At a median follow-up of 12.0 months, the median PFS was 11.8 months, with estimated PFS rates of 67.7% at six months and 48.8% at 12 months. The OS data were not mature, with estimated OS rates of 91.9% at six months and 78.3% at 12 months.

Safety Profile

In terms of safety, Yescarta demonstrated a manageable profile without unexpected toxicities. Among the 62 patients, 95.2% experienced grade 3 or higher adverse events (AEs). The most common grade 3 or higher AEs were neutropenia (66.1%), anemia (38.7%), and thrombocytopenia (38.7%).

Specific AEs related to CAR-T cell toxicity included cytokine release syndrome (CRS) in 93.5% of patients, with 8.1% experiencing grade 3 or higher CRS. Immune effector cell-associated neurotoxicity syndrome (ICANS) occurred in 51.6% of patients, with 14.5% experiencing grade 3 or higher ICANS. Notably, there were no CRS-related deaths or neurological events.

Mechanism of Action

Yescarta is a chimeric antigen receptor (CAR) T-cell therapy designed to target CD19, a protein expressed on the surface of B-cells, including DLBCL cells. The therapy involves collecting a patient’s T-cells through a process called leukapheresis, genetically modifying them to express the CAR protein, and then infusing them back into the patient. These modified T-cells recognize and attack CD19-expressing cancer cells, leading to their destruction.

Patient Selection and Preparation

Patient selection for Yescarta therapy is crucial. Eligible patients are those with R/R DLBCL who have failed at least two lines of systemic therapy and are ineligible for ASCT. Pre-treatment evaluation includes a comprehensive assessment of the patient’s medical history, physical examination, laboratory tests, and imaging studies.

Before receiving Yescatin, patients undergo leukapheresis to collect their T-cells. During this process, blood is removed from the patient’s body, and T-cells are separated and collected. The remaining blood components are returned to the patient. The collected T-cells are then sent to a manufacturing facility, where they are genetically modified and expanded in culture.
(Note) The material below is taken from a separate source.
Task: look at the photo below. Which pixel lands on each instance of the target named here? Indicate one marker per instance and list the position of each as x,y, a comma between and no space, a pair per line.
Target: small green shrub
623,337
Administration and Post-Treatment Monitoring

Yescarta is administered as an intravenous infusion. The infusion process typically takes several hours, and patients are closely monitored for any immediate adverse reactions.

After the infusion, patients are hospitalized for close monitoring for at least several weeks to manage potential side effects such as CRS and ICANS. During this period, patients receive supportive care, including medications to manage fever, pain, and other symptoms.

Long-Term Follow-Up

Patients who receive Yescarta require long-term follow-up to monitor for any late-onset adverse events and to assess the durability of the treatment response. Regular visits to the oncologist, including physical examinations, laboratory tests, and imaging studies, are essential to ensure ongoing disease control and patient well-being.
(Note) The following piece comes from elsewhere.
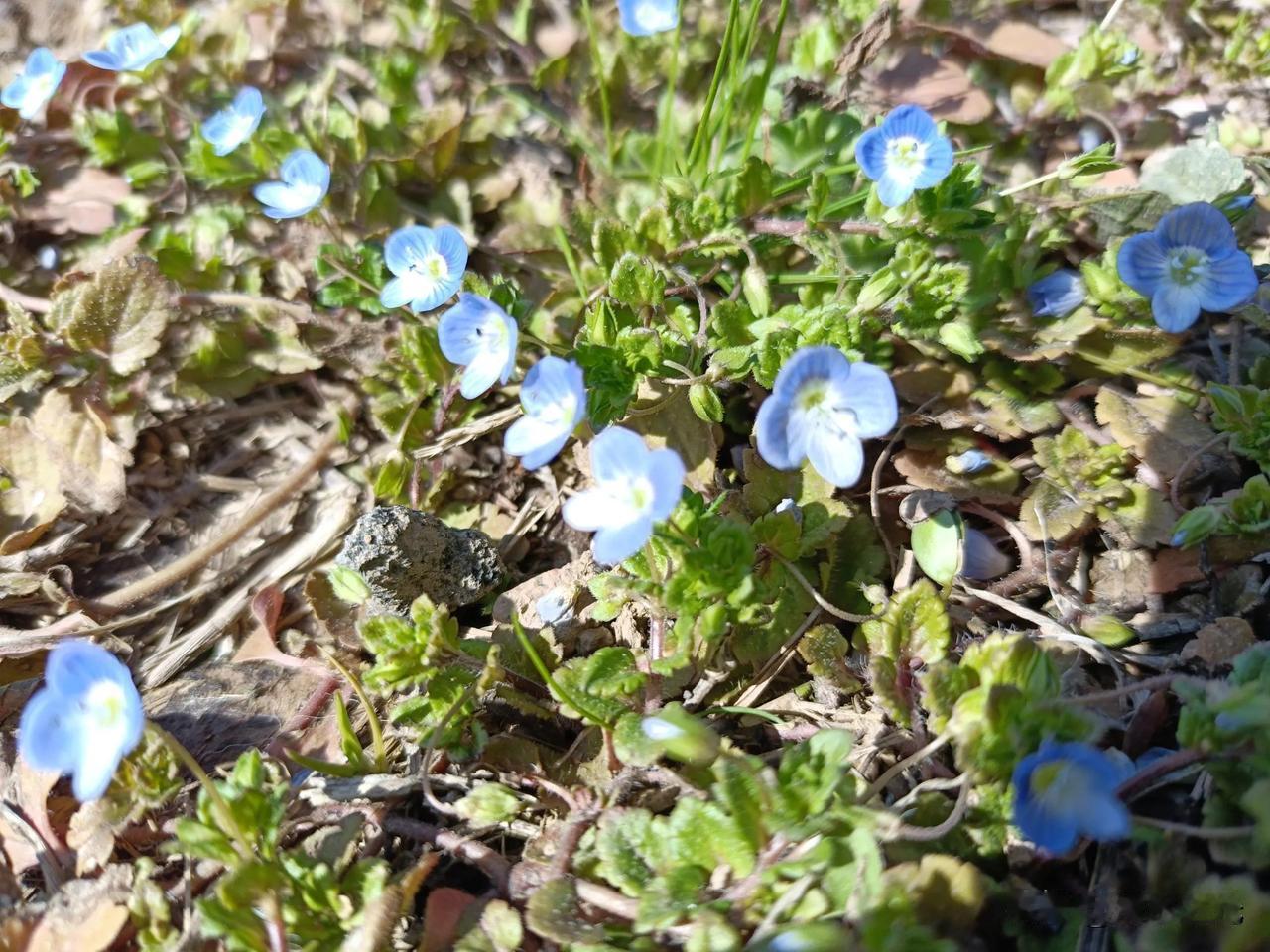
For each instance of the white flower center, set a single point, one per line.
(654, 17)
(906, 157)
(105, 703)
(1187, 266)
Impact on Patient Outcomes

The introduction of Yescarta has significantly improved outcomes for patients with R/R DLBCL. The high response rates and durable remissions observed in clinical trials have translated into meaningful improvements in quality of life and survival for many patients. Additionally, the personalized nature of CAR-T cell therapy, with its potential for long-lasting effects, offers hope for patients who have exhausted other treatment options.

Conclusion

In summary, Yescarta has emerged as a transformative therapy for patients with relapsed or refractory DLBCL who are ineligible for ASCT. Its approval in both the United States and China, along with its expanding indications, underscores its efficacy and safety profile. The ALYCANTE trial data demonstrate high response rates and durable remissions, even in a population with poor prognostic factors and comorbidities.
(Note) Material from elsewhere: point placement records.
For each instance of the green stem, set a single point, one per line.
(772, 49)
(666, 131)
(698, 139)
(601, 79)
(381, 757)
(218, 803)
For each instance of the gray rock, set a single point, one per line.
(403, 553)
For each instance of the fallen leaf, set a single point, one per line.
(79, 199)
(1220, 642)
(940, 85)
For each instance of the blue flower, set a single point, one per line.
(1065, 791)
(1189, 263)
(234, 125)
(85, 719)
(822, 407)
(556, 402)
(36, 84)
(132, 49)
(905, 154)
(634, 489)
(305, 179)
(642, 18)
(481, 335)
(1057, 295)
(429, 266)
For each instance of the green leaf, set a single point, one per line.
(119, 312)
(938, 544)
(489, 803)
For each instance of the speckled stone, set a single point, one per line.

The safety profile of Yescarta, while manageable, requires careful monitoring and management of potential toxicities such as CRS and ICANS. The personalized nature of CAR-T cell therapy, with its potential for long-lasting effects, offers hope for patients who have exhausted other treatment options.

As the field of oncology continues to advance, Yescarta represents a significant milestone in the treatment of DLBCL. Its success not only highlights the potential of CAR-T cell therapy but also paves the way for further innovations in the treatment of hematologic malignancies.